This question is very similar to rolling-hash, but there are some specifics regarding overflow/negative result which are still not clear to me.
I have as well checked out this Rabin-Karp implementation and have issues with the line bellow:
txtHash = (txtHash + Q - RM*txt.charAt(i-M) % Q) % Q;
I understand that the following expression might give negative result:
txtHash - RM*txt.charAt(i-M)
First question:
- if we always add Q, a large prime, can this result with negative number due to overflow ?
- If not, why not ? If yes, shouldn't this addition be done only if result is negative ?
Second question:
If, for a moment, we didn't care about negative numbers, would it be correct to write expression bellow ?

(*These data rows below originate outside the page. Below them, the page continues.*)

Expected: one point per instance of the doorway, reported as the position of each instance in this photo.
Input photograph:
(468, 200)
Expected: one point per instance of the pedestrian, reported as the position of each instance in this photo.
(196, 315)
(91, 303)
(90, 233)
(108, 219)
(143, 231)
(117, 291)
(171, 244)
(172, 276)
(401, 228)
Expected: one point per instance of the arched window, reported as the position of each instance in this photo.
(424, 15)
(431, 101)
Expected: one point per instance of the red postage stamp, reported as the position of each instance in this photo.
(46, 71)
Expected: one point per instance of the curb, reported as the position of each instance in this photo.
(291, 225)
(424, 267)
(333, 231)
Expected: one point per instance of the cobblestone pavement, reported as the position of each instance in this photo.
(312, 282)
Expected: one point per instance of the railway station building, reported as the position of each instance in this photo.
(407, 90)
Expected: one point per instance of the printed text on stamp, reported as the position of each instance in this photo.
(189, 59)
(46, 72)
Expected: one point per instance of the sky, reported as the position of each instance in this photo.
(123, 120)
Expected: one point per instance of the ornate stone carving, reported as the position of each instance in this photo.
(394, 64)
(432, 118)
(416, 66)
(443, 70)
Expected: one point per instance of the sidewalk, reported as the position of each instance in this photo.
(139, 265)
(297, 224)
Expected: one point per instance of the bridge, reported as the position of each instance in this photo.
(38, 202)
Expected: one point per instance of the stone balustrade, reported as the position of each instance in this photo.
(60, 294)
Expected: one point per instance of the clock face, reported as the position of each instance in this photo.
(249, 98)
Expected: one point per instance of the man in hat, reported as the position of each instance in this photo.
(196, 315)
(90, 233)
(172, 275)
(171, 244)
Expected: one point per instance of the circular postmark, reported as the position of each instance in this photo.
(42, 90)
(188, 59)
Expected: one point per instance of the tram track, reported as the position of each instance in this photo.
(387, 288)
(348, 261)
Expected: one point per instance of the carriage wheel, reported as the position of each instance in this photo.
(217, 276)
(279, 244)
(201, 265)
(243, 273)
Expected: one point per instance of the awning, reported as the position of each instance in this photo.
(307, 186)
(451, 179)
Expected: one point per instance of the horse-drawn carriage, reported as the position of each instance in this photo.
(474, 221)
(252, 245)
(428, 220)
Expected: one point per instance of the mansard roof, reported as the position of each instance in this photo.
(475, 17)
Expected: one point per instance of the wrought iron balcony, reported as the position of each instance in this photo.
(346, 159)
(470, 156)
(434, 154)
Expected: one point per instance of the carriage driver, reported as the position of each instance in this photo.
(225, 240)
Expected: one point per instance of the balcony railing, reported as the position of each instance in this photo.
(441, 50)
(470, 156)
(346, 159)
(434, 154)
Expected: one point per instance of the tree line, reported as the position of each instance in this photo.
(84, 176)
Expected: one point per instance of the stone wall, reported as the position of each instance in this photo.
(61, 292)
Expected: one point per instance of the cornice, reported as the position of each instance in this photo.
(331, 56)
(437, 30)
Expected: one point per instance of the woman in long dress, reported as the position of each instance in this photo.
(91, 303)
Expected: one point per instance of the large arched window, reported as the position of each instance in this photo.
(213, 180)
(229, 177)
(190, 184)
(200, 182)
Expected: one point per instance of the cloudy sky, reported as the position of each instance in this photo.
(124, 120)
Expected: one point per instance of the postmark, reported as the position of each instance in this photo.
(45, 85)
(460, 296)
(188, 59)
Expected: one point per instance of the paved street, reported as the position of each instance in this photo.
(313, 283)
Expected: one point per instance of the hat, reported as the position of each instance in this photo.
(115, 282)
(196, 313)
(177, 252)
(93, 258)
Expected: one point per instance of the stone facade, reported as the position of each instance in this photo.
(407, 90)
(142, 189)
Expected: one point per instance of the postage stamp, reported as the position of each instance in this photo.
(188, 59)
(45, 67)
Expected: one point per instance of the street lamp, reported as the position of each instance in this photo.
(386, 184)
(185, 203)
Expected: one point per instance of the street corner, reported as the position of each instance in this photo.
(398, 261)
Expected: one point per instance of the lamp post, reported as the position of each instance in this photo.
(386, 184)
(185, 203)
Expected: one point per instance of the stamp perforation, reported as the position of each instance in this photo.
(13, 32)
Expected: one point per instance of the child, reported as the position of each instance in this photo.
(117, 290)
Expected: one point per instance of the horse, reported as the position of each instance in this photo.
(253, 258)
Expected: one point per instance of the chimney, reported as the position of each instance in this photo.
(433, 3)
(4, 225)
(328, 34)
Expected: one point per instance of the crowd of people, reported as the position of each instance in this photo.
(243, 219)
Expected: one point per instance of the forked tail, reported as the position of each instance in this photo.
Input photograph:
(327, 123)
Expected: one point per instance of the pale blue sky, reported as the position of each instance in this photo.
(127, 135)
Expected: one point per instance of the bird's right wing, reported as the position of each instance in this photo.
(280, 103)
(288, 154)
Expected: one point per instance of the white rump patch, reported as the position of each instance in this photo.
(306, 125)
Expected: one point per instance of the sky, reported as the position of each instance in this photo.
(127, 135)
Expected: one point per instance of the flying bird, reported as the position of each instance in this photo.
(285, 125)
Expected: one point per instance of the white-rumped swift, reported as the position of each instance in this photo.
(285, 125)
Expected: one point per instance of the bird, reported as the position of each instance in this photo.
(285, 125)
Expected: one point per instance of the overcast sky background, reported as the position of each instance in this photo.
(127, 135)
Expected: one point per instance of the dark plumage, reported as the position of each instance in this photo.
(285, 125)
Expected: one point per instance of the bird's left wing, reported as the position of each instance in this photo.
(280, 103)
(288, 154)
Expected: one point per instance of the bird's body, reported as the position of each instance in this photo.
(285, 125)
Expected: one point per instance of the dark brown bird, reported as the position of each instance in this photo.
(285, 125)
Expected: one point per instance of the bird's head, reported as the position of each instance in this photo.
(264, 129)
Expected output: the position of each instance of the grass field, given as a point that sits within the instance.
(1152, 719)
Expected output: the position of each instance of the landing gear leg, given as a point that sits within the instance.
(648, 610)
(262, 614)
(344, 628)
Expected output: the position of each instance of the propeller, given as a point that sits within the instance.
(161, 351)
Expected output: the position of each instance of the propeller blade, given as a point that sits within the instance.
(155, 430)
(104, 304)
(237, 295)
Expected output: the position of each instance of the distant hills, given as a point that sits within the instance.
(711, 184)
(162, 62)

txtHash = (txtHash - RM*txt.charAt(i-M)) % Q;
Third question, this part confuses me most:
Lets assume that the overflow cannot happen when we add Q. Why is there left-most % Q operation over the leading digit ?
txtHash = (txtHash + Q - RM*txt.charAt(i-M) % Q ) % Q;
I have read the answer i have linked and according to the answer by Aneesh, and if i understood correctly expressions bellow should be similar:
hash = hash - ((5 % p)*(10^2 %p) %p)
txtHash = (txtHash + Q - RM*txt.charAt(i-M) % Q) % Q;
But i don't see why they are similar because in example with hash, % p is not calculated for previous hash value, however for txtHash we calculate % Q over the previous hash as well.